I understand how you feel mweber, I have been mad at God in my life because of the things my family went through but I learned in time that it's not the right thing to do and everything happens for a reason, at least I want to think it does. Sometimes you feel like it's too much and you just want to find a reason why things happen or someone to blame. I know how it's like, but God has a plan for all of us and we should find a way to be grateful for what we have even when we go through our worst times.
 
thank you Amalia for the kind words. I hope I figure out what God has planned for me soon. And I definitely am grateful for my beautiful family, even though it feel like sometimes we are falling apart. Take care and God bless!
 
I am new here, and I was reading your post. I can relate. I was diagnosed with Crohns/Colitis and Reynauds Syndrome in 2004 and became permanently disabled from it in 2006. That has been a godsend because as you will read in a minute, working for me, is not recommended. They thought I had lupus in 2010...but recently I found out it isn't Lupus (at this time, but still could have it) but fibro. In the past 3 months I have been diagnosed with Sjogren's Syndrome, severe osteoarthritis, and now, fibro. I am fed up. I also found out thanks to my Crohn's I may have 'pre-cancerous' growths in my colon. I am so fed up that I told my gastro doc that he WILL NOT diagnose me with one more thing. It has taken me all these years to come to terms with my Crohns and now, I have to come to terms with the rest that was just dumped on me all at once. I am the type of person who ignores things, pushes myself to my limits and then wonders why I feel like crap. I don't like admitting I am 'sick'. Especially with illnesses that aren't 'recognizable by appearance' because people don't understand that I look fine on the outside but my inside is like a melting pot of ick.

So what to do? Acknowledge the illness. Acknowledge it's impact on your life and those around you. And every so often, I give into it. I let myself have what I call my 'pity party' and then move on. While it's not a cure, it does help.
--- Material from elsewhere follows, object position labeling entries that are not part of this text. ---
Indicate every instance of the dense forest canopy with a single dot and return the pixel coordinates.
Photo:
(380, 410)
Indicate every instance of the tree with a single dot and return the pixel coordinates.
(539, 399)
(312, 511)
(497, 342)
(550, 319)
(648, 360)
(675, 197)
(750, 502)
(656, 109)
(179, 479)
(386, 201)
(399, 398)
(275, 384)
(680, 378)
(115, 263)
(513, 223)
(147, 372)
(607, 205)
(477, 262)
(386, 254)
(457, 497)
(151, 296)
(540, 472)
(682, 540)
Somewhat.

Having a good support group, both here and at home helps too. And having a doctor who actually believes in fibro and believes in YOU is an immense help.

I still don't want to believe a higher power has dumped this on me, but then I figure it must think I am strong enough to tolerate it. Maybe we are the ones that higher power believes can share the word, find a cure and bring awareness. In my opinion, nothing happens without a reason, and maybe too, when we find our own reason, it will also make it more tolerable. Who knows. Hang in there, and accept that you are who you are with what you have... and be thankful that you wake each morning and can witness the sunshine. :)
 
I also found it so hard to beleive when they told me I had fibro, to this day a part of me still thinks this isn't true (specially during the good days), but as soon as my symptoms start to flare up... I'm faced with the proof this is something real, and I'm not going to scape from it by just denying it :( Don't worry, after a while you will come to terms with it, just like I'm still doing... it takes a while, but we'll eventually get there. Have hope, at least you weren't diagnosed with a terminal disease.